Niente di ciò che abbiamo, sia esso amore, denaro, amicizia o beni fisici, arriva senza aver formato una relazione con gli altri. Non siamo individui separati; facciamo parte di una società connessa, e ancor di più negli ultimi due decenni di sviluppo tecnologico.
Piuttosto che ignorare che facciamo parte di un tutto più grande, dipendente su e dipendeva dovremmo riconoscere, riflettere e accogliere l’opportunità di dare e ricevere dagli altri riducendo al tempo stesso il danno che causiamo.
Applicando le pratiche terapeutiche Naikan alle nostre relazioni con gli altri, possiamo creare una connessione più preziosa e autentica con coloro che ci circondano e con il nostro ambiente.

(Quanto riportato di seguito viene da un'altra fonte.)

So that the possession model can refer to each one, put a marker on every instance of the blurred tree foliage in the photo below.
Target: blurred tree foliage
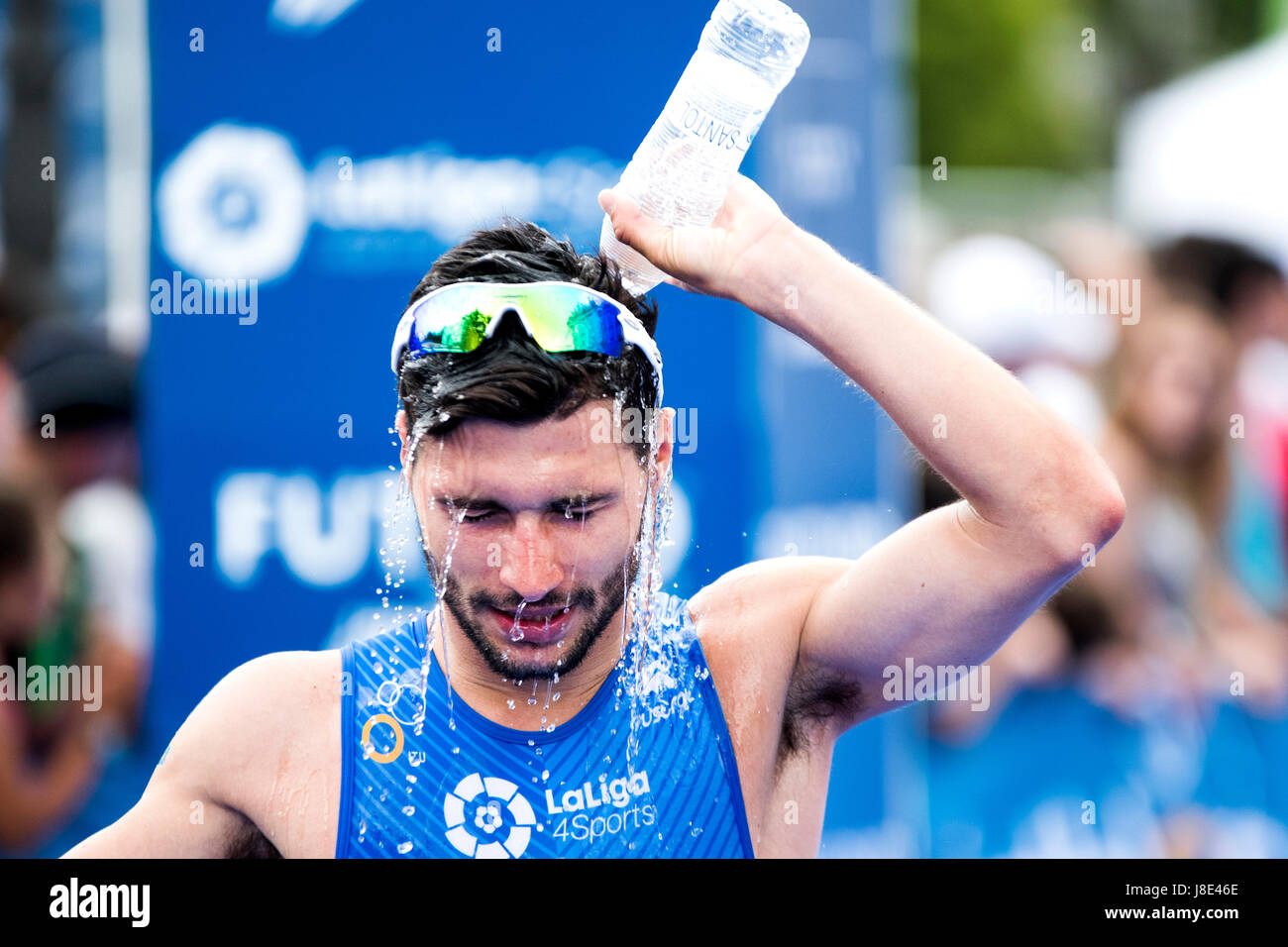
(1008, 82)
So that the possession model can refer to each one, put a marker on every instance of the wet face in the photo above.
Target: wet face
(531, 534)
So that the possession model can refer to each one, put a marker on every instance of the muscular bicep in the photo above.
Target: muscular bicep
(193, 804)
(944, 590)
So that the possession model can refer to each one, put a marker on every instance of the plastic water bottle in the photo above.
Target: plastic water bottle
(681, 172)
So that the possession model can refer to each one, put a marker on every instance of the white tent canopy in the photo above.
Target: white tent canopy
(1207, 154)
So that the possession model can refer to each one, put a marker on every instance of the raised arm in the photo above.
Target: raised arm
(948, 587)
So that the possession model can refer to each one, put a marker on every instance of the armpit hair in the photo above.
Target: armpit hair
(252, 843)
(814, 697)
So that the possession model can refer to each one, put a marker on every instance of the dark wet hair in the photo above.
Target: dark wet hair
(1222, 268)
(509, 377)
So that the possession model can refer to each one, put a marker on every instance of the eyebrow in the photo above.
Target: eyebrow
(557, 505)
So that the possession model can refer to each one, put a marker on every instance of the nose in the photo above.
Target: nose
(528, 561)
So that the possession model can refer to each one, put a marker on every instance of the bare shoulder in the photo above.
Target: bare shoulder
(257, 709)
(266, 735)
(765, 600)
(750, 622)
(253, 772)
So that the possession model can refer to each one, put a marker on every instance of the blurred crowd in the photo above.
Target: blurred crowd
(1173, 360)
(76, 545)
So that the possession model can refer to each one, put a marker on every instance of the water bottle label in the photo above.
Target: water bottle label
(694, 119)
(715, 119)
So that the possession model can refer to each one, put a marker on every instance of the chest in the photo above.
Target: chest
(625, 779)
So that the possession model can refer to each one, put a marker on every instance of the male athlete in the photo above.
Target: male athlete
(545, 710)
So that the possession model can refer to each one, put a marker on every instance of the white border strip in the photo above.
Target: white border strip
(128, 162)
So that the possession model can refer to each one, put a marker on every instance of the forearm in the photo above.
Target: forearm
(1009, 455)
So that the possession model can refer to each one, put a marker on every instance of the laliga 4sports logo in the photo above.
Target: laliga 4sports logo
(487, 818)
(239, 202)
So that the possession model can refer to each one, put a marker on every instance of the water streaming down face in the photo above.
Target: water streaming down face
(635, 583)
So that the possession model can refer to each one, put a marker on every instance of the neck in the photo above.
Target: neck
(529, 703)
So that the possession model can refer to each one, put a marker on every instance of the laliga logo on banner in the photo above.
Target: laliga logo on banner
(235, 202)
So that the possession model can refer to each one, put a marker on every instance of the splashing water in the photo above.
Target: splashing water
(640, 661)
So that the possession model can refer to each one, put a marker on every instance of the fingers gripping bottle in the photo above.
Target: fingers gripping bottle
(681, 172)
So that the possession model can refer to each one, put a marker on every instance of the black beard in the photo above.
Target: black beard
(600, 607)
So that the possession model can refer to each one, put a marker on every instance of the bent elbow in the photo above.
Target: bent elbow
(1086, 525)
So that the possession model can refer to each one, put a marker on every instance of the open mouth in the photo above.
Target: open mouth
(533, 629)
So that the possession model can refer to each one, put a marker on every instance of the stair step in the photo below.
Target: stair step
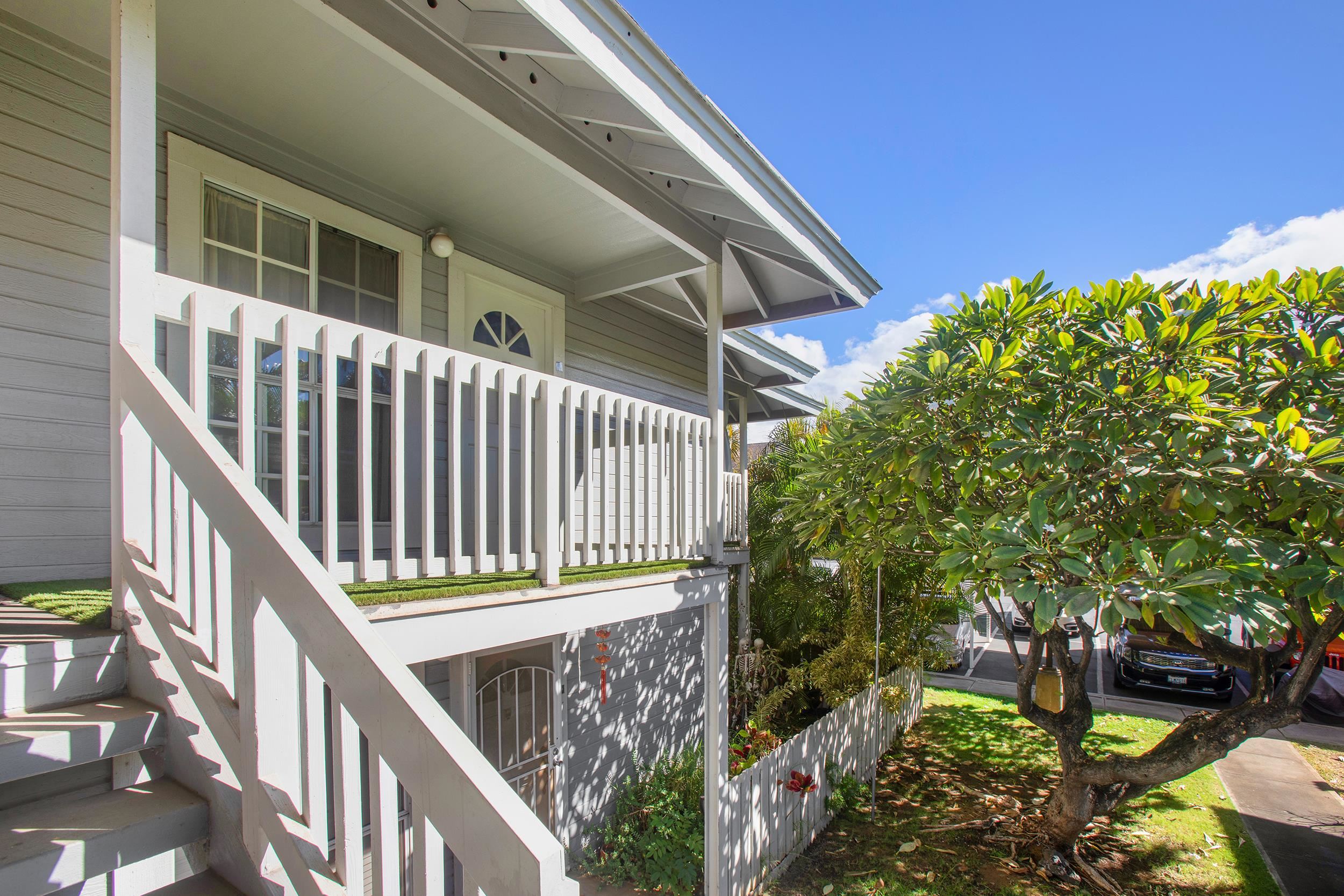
(205, 884)
(61, 843)
(39, 742)
(61, 672)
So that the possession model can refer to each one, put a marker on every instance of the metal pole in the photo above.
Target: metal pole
(877, 688)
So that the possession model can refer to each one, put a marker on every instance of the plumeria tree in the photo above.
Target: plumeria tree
(1127, 451)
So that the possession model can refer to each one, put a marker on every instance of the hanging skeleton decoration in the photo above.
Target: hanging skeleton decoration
(604, 656)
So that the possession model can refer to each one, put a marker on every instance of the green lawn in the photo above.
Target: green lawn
(1183, 838)
(88, 601)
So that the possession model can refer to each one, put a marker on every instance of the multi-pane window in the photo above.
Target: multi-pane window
(502, 331)
(269, 404)
(256, 249)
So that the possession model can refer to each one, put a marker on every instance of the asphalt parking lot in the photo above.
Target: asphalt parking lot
(991, 661)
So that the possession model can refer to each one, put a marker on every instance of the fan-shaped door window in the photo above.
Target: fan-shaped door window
(499, 329)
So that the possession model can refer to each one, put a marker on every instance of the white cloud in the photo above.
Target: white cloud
(863, 358)
(1312, 241)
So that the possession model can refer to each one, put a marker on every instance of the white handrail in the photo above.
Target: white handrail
(260, 607)
(628, 484)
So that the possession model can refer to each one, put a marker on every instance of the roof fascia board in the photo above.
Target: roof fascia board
(426, 50)
(608, 39)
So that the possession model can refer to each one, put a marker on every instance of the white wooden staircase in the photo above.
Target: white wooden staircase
(84, 809)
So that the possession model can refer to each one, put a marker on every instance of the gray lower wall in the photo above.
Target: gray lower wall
(54, 225)
(655, 704)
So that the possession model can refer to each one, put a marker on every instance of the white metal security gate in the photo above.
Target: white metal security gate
(515, 725)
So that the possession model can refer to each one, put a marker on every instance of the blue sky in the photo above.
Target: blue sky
(957, 143)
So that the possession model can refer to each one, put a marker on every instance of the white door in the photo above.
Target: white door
(517, 726)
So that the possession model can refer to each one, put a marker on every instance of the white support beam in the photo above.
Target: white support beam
(666, 160)
(714, 399)
(787, 312)
(132, 268)
(691, 295)
(717, 822)
(604, 108)
(721, 203)
(738, 259)
(631, 273)
(424, 46)
(667, 305)
(514, 33)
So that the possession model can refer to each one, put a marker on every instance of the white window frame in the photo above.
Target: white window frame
(190, 166)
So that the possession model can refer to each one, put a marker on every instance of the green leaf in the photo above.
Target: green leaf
(1045, 610)
(1144, 556)
(1181, 554)
(1039, 512)
(1076, 567)
(1203, 577)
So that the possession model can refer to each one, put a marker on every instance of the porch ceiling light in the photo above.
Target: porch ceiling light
(440, 242)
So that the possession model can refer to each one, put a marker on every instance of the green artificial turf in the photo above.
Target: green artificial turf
(89, 601)
(367, 594)
(85, 601)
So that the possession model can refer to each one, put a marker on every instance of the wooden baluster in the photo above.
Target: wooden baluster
(657, 473)
(503, 464)
(426, 855)
(397, 447)
(246, 393)
(479, 468)
(198, 361)
(313, 750)
(181, 580)
(589, 485)
(604, 472)
(383, 835)
(453, 488)
(620, 410)
(431, 564)
(525, 472)
(222, 575)
(568, 485)
(289, 421)
(330, 449)
(202, 590)
(348, 801)
(364, 454)
(552, 483)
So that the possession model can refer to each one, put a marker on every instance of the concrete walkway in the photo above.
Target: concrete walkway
(1295, 819)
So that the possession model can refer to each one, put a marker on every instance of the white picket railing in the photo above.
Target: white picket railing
(569, 476)
(289, 690)
(770, 825)
(735, 508)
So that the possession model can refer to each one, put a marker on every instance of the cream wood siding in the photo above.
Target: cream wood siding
(54, 224)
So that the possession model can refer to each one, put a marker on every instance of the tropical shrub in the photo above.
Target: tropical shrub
(655, 837)
(1127, 451)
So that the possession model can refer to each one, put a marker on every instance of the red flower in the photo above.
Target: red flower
(799, 784)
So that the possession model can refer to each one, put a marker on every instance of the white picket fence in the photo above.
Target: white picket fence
(770, 825)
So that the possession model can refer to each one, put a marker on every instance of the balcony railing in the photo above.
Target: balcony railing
(734, 508)
(514, 470)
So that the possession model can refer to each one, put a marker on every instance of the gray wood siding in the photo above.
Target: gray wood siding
(623, 347)
(54, 225)
(655, 703)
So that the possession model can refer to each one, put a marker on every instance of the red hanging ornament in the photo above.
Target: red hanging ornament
(603, 657)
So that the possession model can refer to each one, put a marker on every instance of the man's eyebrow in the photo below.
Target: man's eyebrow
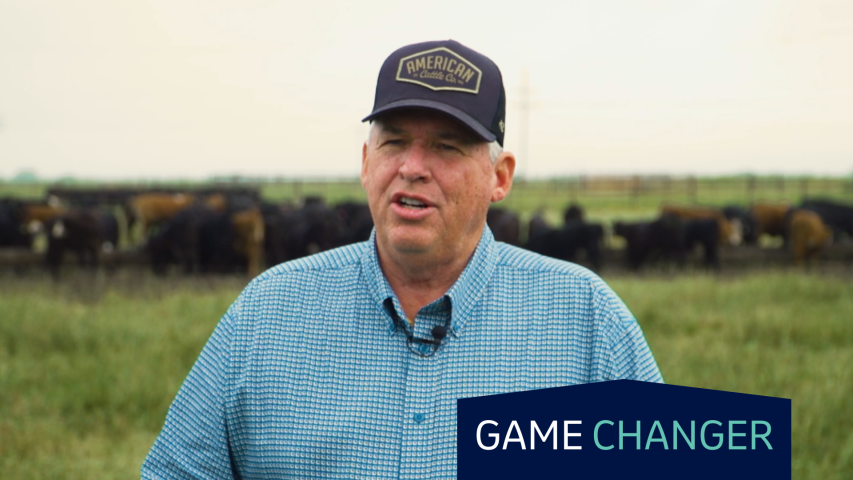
(463, 137)
(391, 129)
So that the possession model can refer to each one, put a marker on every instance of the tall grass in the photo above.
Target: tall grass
(89, 366)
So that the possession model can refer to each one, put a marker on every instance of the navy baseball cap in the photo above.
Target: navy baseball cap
(445, 76)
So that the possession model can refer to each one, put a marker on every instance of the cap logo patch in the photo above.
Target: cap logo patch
(440, 69)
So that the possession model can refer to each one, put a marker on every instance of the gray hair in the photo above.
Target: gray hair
(495, 148)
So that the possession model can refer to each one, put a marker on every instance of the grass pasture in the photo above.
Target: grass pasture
(89, 366)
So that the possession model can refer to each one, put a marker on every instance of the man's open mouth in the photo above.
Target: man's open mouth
(411, 203)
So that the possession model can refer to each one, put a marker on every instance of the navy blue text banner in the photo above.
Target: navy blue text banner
(624, 429)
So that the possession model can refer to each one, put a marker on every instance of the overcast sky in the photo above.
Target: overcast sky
(120, 89)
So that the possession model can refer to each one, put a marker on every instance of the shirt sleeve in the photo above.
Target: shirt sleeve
(193, 443)
(628, 356)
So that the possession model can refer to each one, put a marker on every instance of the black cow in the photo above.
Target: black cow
(662, 238)
(77, 231)
(505, 225)
(749, 225)
(177, 240)
(573, 213)
(565, 243)
(537, 226)
(706, 233)
(356, 222)
(837, 216)
(12, 230)
(278, 225)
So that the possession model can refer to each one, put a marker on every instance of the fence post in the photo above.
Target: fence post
(750, 188)
(635, 189)
(297, 191)
(692, 188)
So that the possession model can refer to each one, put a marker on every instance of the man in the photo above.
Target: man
(348, 364)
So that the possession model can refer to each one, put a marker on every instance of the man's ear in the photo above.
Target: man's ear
(504, 171)
(363, 163)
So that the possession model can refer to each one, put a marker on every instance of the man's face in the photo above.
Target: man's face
(429, 183)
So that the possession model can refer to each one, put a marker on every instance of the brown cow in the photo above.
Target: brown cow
(808, 235)
(249, 238)
(155, 208)
(731, 231)
(769, 218)
(36, 215)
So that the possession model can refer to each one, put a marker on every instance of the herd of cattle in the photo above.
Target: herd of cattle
(219, 233)
(805, 230)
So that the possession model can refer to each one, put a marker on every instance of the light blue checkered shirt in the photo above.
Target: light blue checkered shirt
(308, 376)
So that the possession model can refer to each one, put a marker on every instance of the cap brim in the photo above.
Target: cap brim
(454, 112)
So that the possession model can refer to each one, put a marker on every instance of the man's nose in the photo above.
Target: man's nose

Dopotutto, è sempre più probabile che una vita di equilibrio e gratitudine conduca alla felicità e a un maggiore senso di benessere per noi stessi e per gli altri.
La sola conoscenza dei principi non è sufficiente per trasformare. Utilizza gli strumenti forniti per praticare la terapia Naikan emotivamente e intellettualmente e continua a riflettere sulla tua prospettiva in evoluzione e sul tuo posto nel mondo.
Ci auguriamo che ti sia piaciuto leggere questo articolo. Non dimenticare di uporabnapsihologija.com.